“Pause for thought” on BBC Radio 2’s “Vanessa Feltz Show”
For lots of people Easter time is mostly about taking a few days well earned holiday as spring begins. For Christians this week is also the most important time in the Church’s year when we recall the story of the last few days of Jesus life – his suffering, trial, death and resurrection. It has come to be known as ‘Holy Week’ which is the theme for this week’s “Pause for Thought”.
This coming Friday, 3500 residents of Preston will be exploring Holy Week in a new and imaginative way. They will be taking part in ‘The Preston Passion’ – a contemporary and dramatic re-telling of the Passion story presented by Fern Britton and broadcast live on BBC 1. Two thousand of them will be in a large scale crowd – choreographed to create cross shapes – filmed live from a helicopter. There will be contemporary dance, local brass bands and choirs singing traditional Easter music.
This will be interspersed with three “innovative pre-recorded dramas” which use the themes of the story of Jesus’ passion and weave them into the lives of Preston residents past and present.
One of these is entitled “Pilate”. Set in 1842, it describes dilemma of the local mayor torn between self-interest, political pressures and his internal doubts when he has to decide whether to show leniency or make an example of the principled leader of mill workers who are striking against wage cuts.
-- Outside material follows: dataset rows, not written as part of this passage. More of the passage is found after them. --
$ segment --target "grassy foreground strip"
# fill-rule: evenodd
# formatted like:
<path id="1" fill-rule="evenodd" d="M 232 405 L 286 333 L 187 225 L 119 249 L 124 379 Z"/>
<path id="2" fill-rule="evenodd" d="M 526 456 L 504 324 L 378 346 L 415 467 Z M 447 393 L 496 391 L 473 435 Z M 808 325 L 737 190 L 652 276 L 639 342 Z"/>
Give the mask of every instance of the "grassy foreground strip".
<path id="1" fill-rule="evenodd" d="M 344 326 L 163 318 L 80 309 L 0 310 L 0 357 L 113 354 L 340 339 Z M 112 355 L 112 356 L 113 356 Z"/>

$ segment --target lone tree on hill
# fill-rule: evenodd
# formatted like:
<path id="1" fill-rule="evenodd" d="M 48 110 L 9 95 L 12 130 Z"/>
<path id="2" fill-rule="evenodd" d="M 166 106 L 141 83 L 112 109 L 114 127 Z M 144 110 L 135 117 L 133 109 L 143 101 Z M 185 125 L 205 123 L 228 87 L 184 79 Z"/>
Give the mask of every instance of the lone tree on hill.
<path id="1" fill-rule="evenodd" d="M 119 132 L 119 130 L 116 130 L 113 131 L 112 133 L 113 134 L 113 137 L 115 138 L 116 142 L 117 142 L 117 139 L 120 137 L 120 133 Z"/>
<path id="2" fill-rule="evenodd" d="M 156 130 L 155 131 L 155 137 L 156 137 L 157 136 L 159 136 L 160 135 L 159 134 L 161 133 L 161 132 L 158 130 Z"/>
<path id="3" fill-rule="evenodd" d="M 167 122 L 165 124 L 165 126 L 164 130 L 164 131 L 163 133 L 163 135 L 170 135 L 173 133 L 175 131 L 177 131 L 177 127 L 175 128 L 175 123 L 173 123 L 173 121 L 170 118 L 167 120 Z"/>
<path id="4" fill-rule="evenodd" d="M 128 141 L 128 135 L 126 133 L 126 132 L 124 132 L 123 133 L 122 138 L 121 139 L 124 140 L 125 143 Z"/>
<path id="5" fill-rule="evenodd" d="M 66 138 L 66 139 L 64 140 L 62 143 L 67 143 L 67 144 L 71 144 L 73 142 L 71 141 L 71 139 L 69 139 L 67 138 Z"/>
Another, called “Mary”, tells of a mother waving her son off to war in 1914, and then going to serve tea with other volunteers to off duty soldiers at the railway station. One of the volunteers then receives the worst news a mother can hear about her son – and has to come to terms with her loss.
Aaqil Ahmed, the Head of BBCs Religion and Ethics, has called the Preston Passion “a contemporary take on the universal story of the Passion”. Elsewhere in the UK, from Aberdeen to Brighton, from Belfast to London, there will be other renderings of this universal story – including a major event in Trafalgar Square – with thousands watching or taking part.
Part of the universal appeal of the passion story is that it includes virtually every human emotion and experience – friendship and betrayal, loyalty and corruption, suffering , cruelty and death, and then transcends them with a message of profound hope and new life.
The Gospel writers, Matthew, Mark, Luke and John, all devote the larger part of their writing to telling the story of the last week of Jesus life – in the belief that in this story we find the heart of our humanity, and the depths of God and God’s redeeming love for a broken and sinful world.
As well as in the Preston Passion and the like, the story of Jesus will be told in countless church services this week – as it has been down the ages. The key thing, as the makers of the Preston Passion have so clearly recognised, is to relate this disturbing, but profoundly hopeful story to our lives today.